I’ve gained 8 percentage points since starting Trikafta in November. Many others have seen improvement far beyond 8% but I’m not complaining! I went into this experience with cautious optimism and absolutely zero expectations. I told many people that if I could simply maintain my level of health and quality of life, I’d be happy. But to see these improvements is a little mind blowing!

I’m not one who generally puts too much stock in numbers. I’ve talked before about how CF is a total numbers game, and sometimes it’s detrimental to obsess over them. Numbers are a helpful tool to measure what’s happening in the body, but they aren’t the whole picture.

Yesterday my doctor reminded me that for those of us with structural lung disease and decades of damage to our bodies, there may never be those HUGE improvements in numbers (although, to me, 8% is still pretty huge). We will always have lung disease. That’s not something to get discouraged about. This drug is also working in other ways, as evidenced by my improved digestion and clearer sinuses.
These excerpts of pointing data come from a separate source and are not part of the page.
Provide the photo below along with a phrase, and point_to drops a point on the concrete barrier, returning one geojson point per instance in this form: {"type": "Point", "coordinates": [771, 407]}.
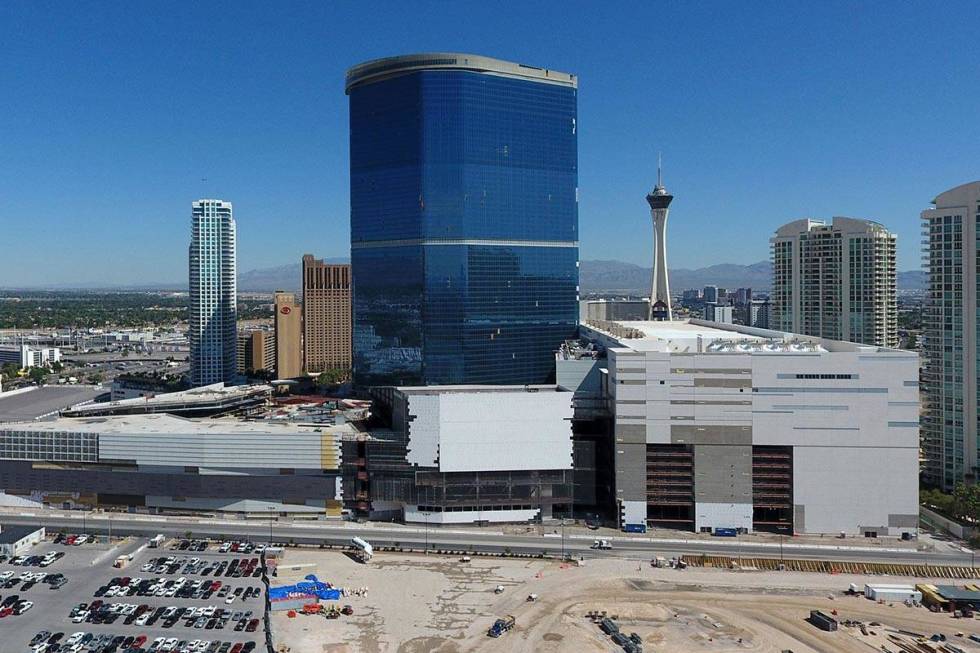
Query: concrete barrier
{"type": "Point", "coordinates": [946, 524]}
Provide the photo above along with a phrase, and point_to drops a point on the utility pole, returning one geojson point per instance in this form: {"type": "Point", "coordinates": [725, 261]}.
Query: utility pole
{"type": "Point", "coordinates": [563, 538]}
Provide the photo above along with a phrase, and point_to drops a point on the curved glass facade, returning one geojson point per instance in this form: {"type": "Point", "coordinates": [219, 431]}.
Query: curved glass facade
{"type": "Point", "coordinates": [464, 227]}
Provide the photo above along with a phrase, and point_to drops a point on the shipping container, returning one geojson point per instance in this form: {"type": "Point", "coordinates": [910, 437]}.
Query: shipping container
{"type": "Point", "coordinates": [822, 621]}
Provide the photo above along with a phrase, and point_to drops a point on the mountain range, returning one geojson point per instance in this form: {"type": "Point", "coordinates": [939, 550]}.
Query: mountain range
{"type": "Point", "coordinates": [596, 276]}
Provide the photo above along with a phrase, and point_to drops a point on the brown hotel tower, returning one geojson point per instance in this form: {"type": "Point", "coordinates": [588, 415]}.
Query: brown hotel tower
{"type": "Point", "coordinates": [326, 315]}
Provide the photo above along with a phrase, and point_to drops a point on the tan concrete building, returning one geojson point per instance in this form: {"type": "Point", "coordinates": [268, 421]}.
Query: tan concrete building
{"type": "Point", "coordinates": [326, 315]}
{"type": "Point", "coordinates": [256, 351]}
{"type": "Point", "coordinates": [289, 346]}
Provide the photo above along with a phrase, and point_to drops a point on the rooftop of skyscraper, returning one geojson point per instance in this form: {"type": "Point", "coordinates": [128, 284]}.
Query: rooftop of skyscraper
{"type": "Point", "coordinates": [378, 69]}
{"type": "Point", "coordinates": [702, 336]}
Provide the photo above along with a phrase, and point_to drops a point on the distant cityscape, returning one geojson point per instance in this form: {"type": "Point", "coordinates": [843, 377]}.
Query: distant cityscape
{"type": "Point", "coordinates": [465, 366]}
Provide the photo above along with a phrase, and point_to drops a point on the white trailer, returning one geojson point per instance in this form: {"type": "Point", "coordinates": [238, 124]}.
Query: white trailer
{"type": "Point", "coordinates": [363, 549]}
{"type": "Point", "coordinates": [881, 592]}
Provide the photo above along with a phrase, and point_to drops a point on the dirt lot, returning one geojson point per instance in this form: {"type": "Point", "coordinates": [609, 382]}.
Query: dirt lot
{"type": "Point", "coordinates": [416, 604]}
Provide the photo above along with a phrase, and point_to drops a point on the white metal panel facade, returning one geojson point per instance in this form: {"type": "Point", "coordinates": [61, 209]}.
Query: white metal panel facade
{"type": "Point", "coordinates": [491, 431]}
{"type": "Point", "coordinates": [218, 450]}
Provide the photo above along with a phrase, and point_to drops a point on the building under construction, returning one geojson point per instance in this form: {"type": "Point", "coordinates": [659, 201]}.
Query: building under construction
{"type": "Point", "coordinates": [459, 454]}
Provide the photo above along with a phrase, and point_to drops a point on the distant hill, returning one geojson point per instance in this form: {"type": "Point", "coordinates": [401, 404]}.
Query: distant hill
{"type": "Point", "coordinates": [912, 280]}
{"type": "Point", "coordinates": [594, 276]}
{"type": "Point", "coordinates": [617, 276]}
{"type": "Point", "coordinates": [613, 276]}
{"type": "Point", "coordinates": [282, 277]}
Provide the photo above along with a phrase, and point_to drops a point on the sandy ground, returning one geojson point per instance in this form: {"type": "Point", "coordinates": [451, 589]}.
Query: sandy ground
{"type": "Point", "coordinates": [419, 604]}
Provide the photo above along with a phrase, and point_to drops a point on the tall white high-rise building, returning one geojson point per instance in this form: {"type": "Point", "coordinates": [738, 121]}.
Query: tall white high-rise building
{"type": "Point", "coordinates": [659, 201]}
{"type": "Point", "coordinates": [949, 343]}
{"type": "Point", "coordinates": [213, 293]}
{"type": "Point", "coordinates": [835, 281]}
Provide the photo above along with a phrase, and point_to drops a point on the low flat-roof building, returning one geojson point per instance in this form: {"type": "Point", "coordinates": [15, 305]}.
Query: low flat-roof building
{"type": "Point", "coordinates": [15, 540]}
{"type": "Point", "coordinates": [727, 426]}
{"type": "Point", "coordinates": [163, 462]}
{"type": "Point", "coordinates": [203, 401]}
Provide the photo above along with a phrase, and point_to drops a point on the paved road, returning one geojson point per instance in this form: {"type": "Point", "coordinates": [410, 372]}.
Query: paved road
{"type": "Point", "coordinates": [475, 540]}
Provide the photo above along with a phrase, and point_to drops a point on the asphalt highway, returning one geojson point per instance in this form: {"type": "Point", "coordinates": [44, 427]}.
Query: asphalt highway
{"type": "Point", "coordinates": [475, 540]}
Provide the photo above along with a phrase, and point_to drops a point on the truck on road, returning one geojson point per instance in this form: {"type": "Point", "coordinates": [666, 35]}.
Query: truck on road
{"type": "Point", "coordinates": [501, 626]}
{"type": "Point", "coordinates": [363, 550]}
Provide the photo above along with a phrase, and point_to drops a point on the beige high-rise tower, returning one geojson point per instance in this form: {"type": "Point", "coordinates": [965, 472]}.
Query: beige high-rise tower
{"type": "Point", "coordinates": [326, 315]}
{"type": "Point", "coordinates": [835, 281]}
{"type": "Point", "coordinates": [289, 347]}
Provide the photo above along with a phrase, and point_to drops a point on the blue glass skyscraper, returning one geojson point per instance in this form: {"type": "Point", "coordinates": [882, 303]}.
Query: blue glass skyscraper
{"type": "Point", "coordinates": [464, 219]}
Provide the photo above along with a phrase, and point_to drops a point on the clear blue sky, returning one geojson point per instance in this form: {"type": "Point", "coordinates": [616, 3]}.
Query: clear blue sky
{"type": "Point", "coordinates": [111, 113]}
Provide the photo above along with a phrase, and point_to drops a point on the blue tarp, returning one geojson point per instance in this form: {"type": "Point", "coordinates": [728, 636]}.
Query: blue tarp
{"type": "Point", "coordinates": [311, 585]}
When Randy first entered my CF world, he asked if lung function was kind of like a cell phone battery – the higher the numbers, the longer the battery life. I told him it’s far more nuanced than that, but for someone who was just learning about CF, that was a decent analogy.

My whole life, I’ve known that battery will drain out. I’ve seen that scenario play out over and over as I’ve watched friends battle and ultimately lose their lives to this disease. It was never a matter of it, but a matter of when my battery would burn out.
When I saw those numbers yesterday, even though I know they’re only one piece of this complex CF puzzle, I couldn’t help but visualize that battery getting a little charge.

And it truly feels like years are being added onto my life.